Mathematical Models of Organoid Cultures

Abstract

Organoids are engineered three-dimensional tissue cultures derived from stem cells and capable of self-renewal and self-organization into a variety of progenitors and differentiated cell types. An organoid resembles the cellular structure of an organ and retains some of its functionality, while still being amenable to in vitro experimental study. Compared with two-dimensional cultures, the three-dimensional structure of organoids provides a more realistic environment and structural organization of in vivo organs. Similarly, organoids are better suited to reproduce signaling pathway dynamics in vitro, due to a more realistic physiological environment. As such, organoids are a valuable tool to explore the dynamics of organogenesis and offer routes to personalized preclinical trials of cancer progression, invasion, and drug response. Complementary to experiments, mathematical and computational models are valuable instruments in the description of spatiotemporal dynamics of organoids. Simulations of mathematical models allow the study of multiscale dynamics of organoids, at both the intracellular and intercellular levels. Mathematical models also enable us to understand the underlying mechanisms responsible for phenotypic variation and the response to external stimulation in a cost- and time-effective manner. Many recent studies have developed laboratory protocols to grow organoids resembling different organs such as the intestine, brain, liver, pancreas, and mammary glands. However, the development of mathematical models specific to organoids remains comparatively underdeveloped. Here, we review the mathematical and computational approaches proposed so far to describe and predict organoid dynamics, reporting the simulation frameworks used and the models' strengths and limitations.

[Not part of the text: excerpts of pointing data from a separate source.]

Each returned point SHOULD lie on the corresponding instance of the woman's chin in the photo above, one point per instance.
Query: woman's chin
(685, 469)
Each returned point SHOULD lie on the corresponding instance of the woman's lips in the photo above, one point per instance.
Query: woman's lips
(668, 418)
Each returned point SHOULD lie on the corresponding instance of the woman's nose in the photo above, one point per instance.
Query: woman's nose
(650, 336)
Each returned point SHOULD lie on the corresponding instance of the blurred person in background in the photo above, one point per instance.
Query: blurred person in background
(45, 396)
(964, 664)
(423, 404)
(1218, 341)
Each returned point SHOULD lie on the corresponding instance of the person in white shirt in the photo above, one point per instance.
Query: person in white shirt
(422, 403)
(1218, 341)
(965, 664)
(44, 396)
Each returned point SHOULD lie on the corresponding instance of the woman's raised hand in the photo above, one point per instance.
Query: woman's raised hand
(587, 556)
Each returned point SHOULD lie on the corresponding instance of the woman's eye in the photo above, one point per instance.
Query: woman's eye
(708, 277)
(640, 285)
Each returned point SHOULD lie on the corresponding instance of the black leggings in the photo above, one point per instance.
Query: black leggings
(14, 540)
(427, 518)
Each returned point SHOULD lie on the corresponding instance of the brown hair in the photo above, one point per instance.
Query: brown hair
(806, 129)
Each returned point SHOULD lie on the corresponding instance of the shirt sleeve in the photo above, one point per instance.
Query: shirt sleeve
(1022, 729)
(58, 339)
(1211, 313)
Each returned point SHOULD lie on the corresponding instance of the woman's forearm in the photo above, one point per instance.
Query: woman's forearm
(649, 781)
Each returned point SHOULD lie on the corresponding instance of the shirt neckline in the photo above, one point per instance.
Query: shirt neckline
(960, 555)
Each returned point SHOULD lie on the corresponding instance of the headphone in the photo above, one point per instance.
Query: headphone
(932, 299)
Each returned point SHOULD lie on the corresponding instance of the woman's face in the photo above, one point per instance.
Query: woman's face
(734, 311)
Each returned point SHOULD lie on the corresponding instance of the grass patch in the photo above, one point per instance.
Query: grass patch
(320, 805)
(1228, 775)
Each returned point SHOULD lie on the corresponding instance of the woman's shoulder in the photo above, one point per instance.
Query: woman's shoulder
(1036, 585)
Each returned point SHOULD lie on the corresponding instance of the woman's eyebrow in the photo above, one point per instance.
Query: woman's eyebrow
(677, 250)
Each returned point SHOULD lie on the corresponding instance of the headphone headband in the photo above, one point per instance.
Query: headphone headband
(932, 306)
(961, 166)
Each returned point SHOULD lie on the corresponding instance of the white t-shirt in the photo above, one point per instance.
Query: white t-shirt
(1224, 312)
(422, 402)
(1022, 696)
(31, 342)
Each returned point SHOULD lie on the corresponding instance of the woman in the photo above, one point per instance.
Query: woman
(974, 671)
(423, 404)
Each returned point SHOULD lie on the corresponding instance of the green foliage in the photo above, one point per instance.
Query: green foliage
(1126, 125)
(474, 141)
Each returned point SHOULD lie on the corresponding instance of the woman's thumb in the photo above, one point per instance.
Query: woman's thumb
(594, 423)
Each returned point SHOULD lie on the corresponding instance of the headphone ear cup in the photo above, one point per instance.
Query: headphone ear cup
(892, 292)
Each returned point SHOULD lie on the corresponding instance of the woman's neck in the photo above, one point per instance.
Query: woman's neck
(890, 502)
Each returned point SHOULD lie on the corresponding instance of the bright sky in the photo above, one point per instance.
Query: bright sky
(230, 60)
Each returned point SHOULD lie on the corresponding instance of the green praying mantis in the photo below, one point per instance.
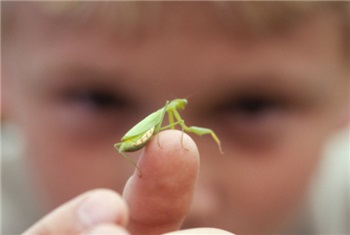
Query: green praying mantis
(138, 136)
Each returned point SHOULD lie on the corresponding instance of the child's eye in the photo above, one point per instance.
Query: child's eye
(254, 120)
(254, 107)
(97, 100)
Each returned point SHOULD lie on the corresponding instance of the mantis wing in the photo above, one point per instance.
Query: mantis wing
(146, 124)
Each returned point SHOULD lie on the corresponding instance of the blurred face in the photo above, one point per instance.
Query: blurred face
(75, 90)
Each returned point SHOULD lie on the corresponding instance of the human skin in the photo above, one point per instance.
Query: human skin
(55, 71)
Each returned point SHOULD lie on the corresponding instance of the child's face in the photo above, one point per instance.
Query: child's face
(272, 102)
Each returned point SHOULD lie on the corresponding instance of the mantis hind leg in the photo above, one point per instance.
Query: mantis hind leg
(203, 131)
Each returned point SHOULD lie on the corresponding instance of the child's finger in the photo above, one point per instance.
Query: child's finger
(160, 199)
(83, 213)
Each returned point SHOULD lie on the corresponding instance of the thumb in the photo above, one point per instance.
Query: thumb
(86, 212)
(160, 199)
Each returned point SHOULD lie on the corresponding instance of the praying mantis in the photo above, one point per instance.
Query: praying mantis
(139, 135)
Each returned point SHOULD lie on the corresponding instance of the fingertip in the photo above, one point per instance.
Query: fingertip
(169, 151)
(106, 229)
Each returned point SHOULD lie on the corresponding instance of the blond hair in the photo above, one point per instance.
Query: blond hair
(253, 18)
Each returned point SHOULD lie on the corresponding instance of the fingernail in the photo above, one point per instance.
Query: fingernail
(97, 208)
(107, 229)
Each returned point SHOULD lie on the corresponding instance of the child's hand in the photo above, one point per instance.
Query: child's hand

Keywords: 3D tissue; agent-based models; computational modeling; differential equations; mathematical modeling; organoids.

Figure 1

Graphical representation of computational models developed to understand the intrinsic dynamics of organoid cultures. (A–C) Agent-based models, (D–H) equation-based models, color coded as per description in each panel. (A) A 3D model of intestinal organoids developed to investigate the distribution of cell populations and growth patterns provoked by Wnt and Notch signaling dynamics (Buske et al., 2012; Thalheim et al., 2018). (B) A 2D model of the cross section of a confluent intestinal epithelial layer, designed to study the biomechanical interactions between cells to produce crypt fission (Langlands et al., 2016; Almet et al., 2018). (C) Representation of a simulated optic-cup organoid (Okuda et al., 2018a). (D) Computational model of colon organoids created to study the effect of exogenous substances in the growth pattern and spatial distributions, to compare them with cancer phenotypes (Yan et al., 2018). (E) Diffusion model of a spheroid that simulates the consumption of nutrients in cerebral organoids to predict growth patterns (McMurtrey, 2016). (F) Model of oxygen consumption by a midbrain organoid grown in a millifluidic chamber to compare it with the oxygen consumption that occurred in the common well (Berger et al., 2018). (G, H) Equation-based reaction-diffusion models of gene networks used to simulate and predict fate patterning expression in gastruloids. The patterning expression and positional information paradigm plots show the signaling expressions of each primary germ layer observed experimentally (Etoc et al., 2016; Tewary et al., 2017).